La cosa che mi ha subito sorpreso è che nessun insegnante si arrabbi o si allarmi troppo per la prolungata assenza di Doriano dalla scuola. I miei occhi adulti suggeriscono un epilogo, al rientro in classe, con tanto di note, punizioni o richiami. E invece no, perché Damiano non studia in un normale istituto ma in una scuola libertaria, dove gli alunni non sono obbligati a seguire tutte le lezioni ma hanno facoltà di scegliere le materie e proporre apertamente i propri interessi, argomentandoli in assemblee collettive dove partecipano studenti e insegnanti. Primo punto di stimolo per il lettore, a cui viene ribaltato l'immaginario se abituato a pensare alla scuola come qualcosa di coercitivo o a cui viene proposta una valida e stimolante alternativa all'idea di istruzione, se ha la fortuna di non essere ancora stato fagocitato dal grigio pensare del mondo adulto. Se avessi letto da bambina questo fumetto non mi sarebbe affatto sembrato strano che Doriano e Miro potessero instaurare un'amicizia quotidiana proprio durante le ore di scuola e mi sarebbe venuta voglia di trovare la scuola libertaria più vicina a casa.

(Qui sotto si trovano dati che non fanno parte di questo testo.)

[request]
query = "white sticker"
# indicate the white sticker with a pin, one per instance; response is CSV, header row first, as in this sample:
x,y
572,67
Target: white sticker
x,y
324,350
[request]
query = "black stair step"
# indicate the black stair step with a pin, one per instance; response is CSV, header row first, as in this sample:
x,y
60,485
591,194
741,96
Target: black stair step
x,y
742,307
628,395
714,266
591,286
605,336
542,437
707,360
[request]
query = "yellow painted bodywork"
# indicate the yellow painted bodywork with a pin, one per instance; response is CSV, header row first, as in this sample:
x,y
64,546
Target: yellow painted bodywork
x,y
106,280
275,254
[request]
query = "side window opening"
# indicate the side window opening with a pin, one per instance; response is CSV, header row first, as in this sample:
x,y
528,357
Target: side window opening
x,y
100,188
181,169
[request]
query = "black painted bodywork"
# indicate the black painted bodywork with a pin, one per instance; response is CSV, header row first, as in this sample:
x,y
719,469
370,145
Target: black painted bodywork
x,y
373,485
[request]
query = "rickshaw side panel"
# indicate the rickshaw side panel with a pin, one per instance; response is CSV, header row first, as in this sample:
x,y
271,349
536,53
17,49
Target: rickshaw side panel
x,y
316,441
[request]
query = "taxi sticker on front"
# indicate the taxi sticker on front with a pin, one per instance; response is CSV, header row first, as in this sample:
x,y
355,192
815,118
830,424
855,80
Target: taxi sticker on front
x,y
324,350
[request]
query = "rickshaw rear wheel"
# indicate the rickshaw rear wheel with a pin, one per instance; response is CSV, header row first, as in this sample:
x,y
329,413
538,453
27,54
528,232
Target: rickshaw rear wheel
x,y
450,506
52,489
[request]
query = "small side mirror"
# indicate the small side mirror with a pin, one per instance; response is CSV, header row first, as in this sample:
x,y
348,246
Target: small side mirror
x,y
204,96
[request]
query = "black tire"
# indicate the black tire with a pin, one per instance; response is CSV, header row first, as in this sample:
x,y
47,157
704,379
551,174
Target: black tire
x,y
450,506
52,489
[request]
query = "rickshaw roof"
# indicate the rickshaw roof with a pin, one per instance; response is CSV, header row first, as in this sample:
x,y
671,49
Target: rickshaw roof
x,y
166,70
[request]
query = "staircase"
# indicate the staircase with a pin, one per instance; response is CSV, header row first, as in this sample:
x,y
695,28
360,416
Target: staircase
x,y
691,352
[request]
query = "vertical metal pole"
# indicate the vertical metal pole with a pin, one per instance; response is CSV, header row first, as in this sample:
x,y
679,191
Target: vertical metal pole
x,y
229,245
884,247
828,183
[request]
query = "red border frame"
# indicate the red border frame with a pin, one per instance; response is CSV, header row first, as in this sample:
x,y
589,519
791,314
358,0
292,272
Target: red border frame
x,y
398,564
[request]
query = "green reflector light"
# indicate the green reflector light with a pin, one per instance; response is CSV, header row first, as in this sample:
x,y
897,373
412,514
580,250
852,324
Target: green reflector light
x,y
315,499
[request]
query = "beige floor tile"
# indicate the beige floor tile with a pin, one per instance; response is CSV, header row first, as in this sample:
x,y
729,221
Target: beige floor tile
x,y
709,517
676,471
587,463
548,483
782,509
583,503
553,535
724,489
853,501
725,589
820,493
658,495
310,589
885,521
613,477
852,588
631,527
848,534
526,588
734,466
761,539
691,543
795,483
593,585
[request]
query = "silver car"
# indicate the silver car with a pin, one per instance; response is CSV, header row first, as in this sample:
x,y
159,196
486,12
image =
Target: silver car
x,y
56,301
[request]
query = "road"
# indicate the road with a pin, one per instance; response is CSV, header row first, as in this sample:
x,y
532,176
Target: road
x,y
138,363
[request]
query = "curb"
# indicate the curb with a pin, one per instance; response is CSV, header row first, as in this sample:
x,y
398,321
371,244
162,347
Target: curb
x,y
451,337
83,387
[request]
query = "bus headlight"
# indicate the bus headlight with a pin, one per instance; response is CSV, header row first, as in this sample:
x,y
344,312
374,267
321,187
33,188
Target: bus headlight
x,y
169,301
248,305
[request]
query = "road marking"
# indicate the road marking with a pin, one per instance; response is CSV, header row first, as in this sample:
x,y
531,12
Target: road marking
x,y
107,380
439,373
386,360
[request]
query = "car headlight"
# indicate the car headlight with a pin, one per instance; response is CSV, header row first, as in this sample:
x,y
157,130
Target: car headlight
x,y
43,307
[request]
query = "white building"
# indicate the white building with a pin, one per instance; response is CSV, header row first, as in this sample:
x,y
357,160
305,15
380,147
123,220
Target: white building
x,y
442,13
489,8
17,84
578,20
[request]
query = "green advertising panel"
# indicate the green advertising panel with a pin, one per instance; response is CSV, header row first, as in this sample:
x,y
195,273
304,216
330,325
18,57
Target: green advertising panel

Per non svelare la trama non dirò altro rispetto alla sinossi; Doriano condivide con i suoi compagni e con gli educatori la sua nuova conoscenza e l'interesse dilaga in forma collettiva, allargata, partecipata. Si stringono nuove relazioni e Miro ben presto apporterà un grande contributo alla scuola libertaria, insie-me alla sua famiglia comunitaria e allargata, ricca di storie da raccontare e abitudini da condividere e la scuola aiuterà il villaggio rom, perché tutti hanno bisogno degli altri e perché ognuno è indispensabile col proprio sapere.
In tutto il fumetto abbiamo un altro punto di vista, che definirei quasi “animalista”, che è quello di un piccolo personaggio volatile, presente in quasi tutte le tavole, a volte come personaggio secondario, altre come trait d'union visivo e significante della vicenda. Uno sguardo dall'alto che interagisce con silente sapienza con i vecchi saggi della comunità. È la cutrettola, uccello simbolo della cultura rom come spiega poi la nonna di Miro, libero e senza confini come dovrebbero essere le menti umane. Il lieto e meritato fine del fumetto dovrebbe farci riflettere sul fatto che non è così difficile in fondo poter coesistere, abbattere muri e lanciare palloni alla scoperta di mondi diversi da quelli a cui siamo abituati, che nascondono meraviglie interessanti e non solo stereotipi che ci hanno inculcato.
Certo bisogna avere cuori puri, come quelli dei bambini, che non giudicano né sentenziano chiusure solo perché si trovano davanti a realtà diverse, ma che da esse anzi trovano stimolo e alimentano curiosità meticcciando saperi e culture.